I think I ate about a million peanut butter and jelly sandwiches in my younger years. And when I say younger, I mean much younger – like preschool age? I don’t really recall this. In fact, I may have dreamt it. But I can see myself gobbling up PB & J sandwiches with my stubby sausage fingers like it was nobody’s business. It is the only explanation for why I was sick of PB & J’s until I was about 16.

 

Then I fell back in love.

 

My hubby loves PB & J combinations, too. It is his go-to breakfast and mid-morning snack, but that may change once he begins to obsess over another 5-year old favorite food combination.

 

Speaking of hubbies, someone found my blog yesterday with a search of hungry + grouchy + husband. I quizzed my husband endlessly about his extra-marital activities because there can’t be anyone grouchier or hungrier than him.

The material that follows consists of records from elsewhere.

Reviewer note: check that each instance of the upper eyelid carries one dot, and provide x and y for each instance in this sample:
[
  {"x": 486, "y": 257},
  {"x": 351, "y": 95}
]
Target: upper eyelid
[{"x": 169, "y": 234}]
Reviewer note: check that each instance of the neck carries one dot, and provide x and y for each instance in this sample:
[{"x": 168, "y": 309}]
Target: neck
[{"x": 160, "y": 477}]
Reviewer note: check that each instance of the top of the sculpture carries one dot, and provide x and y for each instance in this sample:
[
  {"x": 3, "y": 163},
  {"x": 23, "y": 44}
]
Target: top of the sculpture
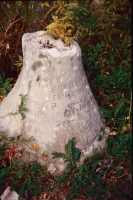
[{"x": 59, "y": 99}]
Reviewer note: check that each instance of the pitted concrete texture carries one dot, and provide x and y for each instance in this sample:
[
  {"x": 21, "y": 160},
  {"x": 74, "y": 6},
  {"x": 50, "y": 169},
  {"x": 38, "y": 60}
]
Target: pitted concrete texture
[{"x": 59, "y": 99}]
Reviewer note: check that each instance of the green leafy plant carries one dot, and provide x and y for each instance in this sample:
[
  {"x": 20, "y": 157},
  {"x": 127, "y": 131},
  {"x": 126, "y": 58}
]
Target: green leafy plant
[
  {"x": 71, "y": 155},
  {"x": 5, "y": 84}
]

Needless to say, we have endless supplies of peanut butter in our house.

 

 

And when I say endless supplies, I mean an endless supply until the morning that I have an unreasonable craving for peanut butter and realize that my husband took the last jar to work.

 

With everything we hoard in this house, you’d think I’d have an extra jar laying around in a shoebox or stuffed in between the 67 dye-cast Nascar cars that blind me each day.

 

This then sends me to the store, because it never fails that I also need cotija cheese or fennel or cilantro or something else that my hubby cannot pronounce or find anywhere in the store. And I always need those things right this minute because who goes one entire day without cotija cheese or fennel?

Maybe I should talk about these muffins?

 

They are fantastic. They bring me back to my childhood days. Well, not really because that would assume that my mother used whole wheat flour and natural peanut butter and in all honesty I don’t even think she knows those ingredients exist.

 

They taste like my younger years. They bring me back to 3rd grade when I got a perm and then overheard my mom tell someone I looked like Roseanne Barr. That was a confidence booster…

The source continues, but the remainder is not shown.